Thursday, January 1, 2015

Weekend (1967)

Director: Jean-Luc Goddard                              Writer: Jean-Luc Goddard
Film Score: Antoine Duhamel                            Cinematography: Raoul Coutard
Starring: Mireille Darc, Jean Yanne, Jean-Pierre Léaud and Michéle Breton

Continuing a tradition since this blog began, I’m reviewing a French film for my first post of the new year. Jean-Luc Goddard’s Weekend was a selection of the Olympia Film Festival this past fall, and since I didn’t get a chance to see it then I decided to take a look at it now. Weekend is a black comedy, but a very French black comedy, which means the black is far more black than expected and the comedy is mostly situational rather than relief. It’s a fairly disturbing film that doesn’t seem to do anything with the emotions it attempts to wring from the audience. There are ideas here, to be sure, especially in the way that the ideology is bled of all its emotion and left with nothing but the husk of anger and no real purpose. The emptiness of the late sixties revolutionary spirit is ridiculed by the very emptiness of the film itself. One of the interesting sequences is the speech in a field by a French revolutionist, stating that freedom is violence, like a crime, and that freedom kills itself. And while in the revolutionary context it makes sense, in the world of that time it seems there is less to fear from the revolutionaries overturning civilization than there is that civilization has already been undone. It’s a film that is interesting to watch once, but has very little worth returning to.

The opening of the film, however, has a delightful setup. Goddard begins by sticking a pin the pretentiousness of filmmaking right away in the opening credits announcing, “A film adrift in the cosmos.” Two men are shown on a patio and when Mireille Darc appears she tells Jean Yanne, her husband, that he has a phone call. At this point Darc and her lover go into the yard and he says he wishes Yanne would die in a car accident with her rich father while Darc says she has kept her husband from fixing the breaks on his car. The credits then flash, “A film found in a dump.” This is followed by noisy car horns, with two men climbing out of their cars and fist fighting while Darc watches from above. Once on the phone, Yanne realizes it is his own lover and expresses how he wishes Darc would die in a car wreck with her rich father because the pills and gas he’s been giving him haven’t worked and she might begin to get suspicious. This, however, is just the beginning. After a long sequence in which Darc tells Yanne about a sex dream she’s had, they get into their car, argue with the neighbors, and Goddard launches into an extremely long tracking shot of the car inching along the road past a line of cars a quarter mile long, all to the accompaniment of car horns. At the end are pools of blood in the road and dead bodies in the grass nearby.

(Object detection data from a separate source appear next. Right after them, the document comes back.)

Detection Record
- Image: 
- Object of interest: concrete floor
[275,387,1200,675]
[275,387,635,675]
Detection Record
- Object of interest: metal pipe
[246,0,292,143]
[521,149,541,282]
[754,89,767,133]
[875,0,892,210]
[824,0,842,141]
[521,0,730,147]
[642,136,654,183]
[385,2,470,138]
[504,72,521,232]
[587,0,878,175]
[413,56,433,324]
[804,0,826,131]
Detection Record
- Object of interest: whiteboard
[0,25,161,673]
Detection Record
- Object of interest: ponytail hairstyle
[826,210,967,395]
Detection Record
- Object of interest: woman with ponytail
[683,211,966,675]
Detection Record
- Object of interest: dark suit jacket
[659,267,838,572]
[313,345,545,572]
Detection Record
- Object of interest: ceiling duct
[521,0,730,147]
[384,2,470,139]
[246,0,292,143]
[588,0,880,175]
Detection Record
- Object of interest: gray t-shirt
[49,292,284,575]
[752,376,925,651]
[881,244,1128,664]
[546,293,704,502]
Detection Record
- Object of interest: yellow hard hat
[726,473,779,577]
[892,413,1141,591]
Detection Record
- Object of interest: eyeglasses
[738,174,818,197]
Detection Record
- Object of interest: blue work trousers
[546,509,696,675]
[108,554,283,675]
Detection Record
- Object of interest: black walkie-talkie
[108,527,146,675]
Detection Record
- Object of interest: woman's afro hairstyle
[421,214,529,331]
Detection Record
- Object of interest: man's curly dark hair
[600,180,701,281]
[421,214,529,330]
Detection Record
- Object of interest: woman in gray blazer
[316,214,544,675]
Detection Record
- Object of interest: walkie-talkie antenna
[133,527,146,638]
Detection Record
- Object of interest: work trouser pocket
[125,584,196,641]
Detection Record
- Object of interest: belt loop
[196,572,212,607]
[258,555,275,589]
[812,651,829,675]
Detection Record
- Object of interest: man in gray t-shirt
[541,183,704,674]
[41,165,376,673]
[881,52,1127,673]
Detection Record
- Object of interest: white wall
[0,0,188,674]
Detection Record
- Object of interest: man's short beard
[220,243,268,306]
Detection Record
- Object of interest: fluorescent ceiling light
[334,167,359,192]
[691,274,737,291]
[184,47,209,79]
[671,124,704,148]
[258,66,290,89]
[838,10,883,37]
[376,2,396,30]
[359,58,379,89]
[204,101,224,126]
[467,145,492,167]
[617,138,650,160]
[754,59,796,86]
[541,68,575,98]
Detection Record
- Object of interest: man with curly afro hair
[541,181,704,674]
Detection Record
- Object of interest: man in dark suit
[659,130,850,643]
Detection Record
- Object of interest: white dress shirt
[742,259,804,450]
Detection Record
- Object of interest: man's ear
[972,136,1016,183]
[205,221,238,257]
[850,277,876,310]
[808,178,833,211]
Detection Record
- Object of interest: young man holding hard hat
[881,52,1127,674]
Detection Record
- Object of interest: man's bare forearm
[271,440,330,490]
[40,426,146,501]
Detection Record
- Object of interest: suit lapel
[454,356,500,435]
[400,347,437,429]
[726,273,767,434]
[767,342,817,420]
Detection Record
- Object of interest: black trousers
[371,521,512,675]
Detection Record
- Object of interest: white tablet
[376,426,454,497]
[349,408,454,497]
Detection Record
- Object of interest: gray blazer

This juxtaposition seems to be the whole point of the film, a bourgeoisie couple traveling to kill the patriarch for his money. Wrecked cars litter the roadway. A man is killed crashing into a tractor. Darc and Yanne are then kidnapped by a modern filmmaker but get away. Eventually their car crashes and, looking into the flames, Darc screams out in terror, “My Hermés Handbag!” As the film rolls on, a giant odometer occasionally flashes on the screen. Briefly, the carnage on the screen is compared to the French Revolution complete with costumed actor shouting a speech in a field. As the trip continues, the characters get more and more bizarre, Emile Bronte and Tom Thumb, for example, and ends in the camp of a bunch of militant cannibalistic hippies. Ultimately the film is very much a product of its time, art for art’s sake, if you can even call it art. At this time boundary stretching was done simply to do it, and for no real purpose. In a long sequence at a farmyard, as the camera revolves slowly around in circles, a man plays a piano and waxes philosophically about Mozart, but the comparison is clear. Everyone loves Mozart, “just imagine all the royalties the poor man would get nowadays,” but nobody attends the concerts of modern composers. It’s difficult to tell if it’s a complaint by the filmmaker that no one likes his films, or an ironic jab at his own pretensions. As far as Weekend goes, unfortunately, it would appear it is the former.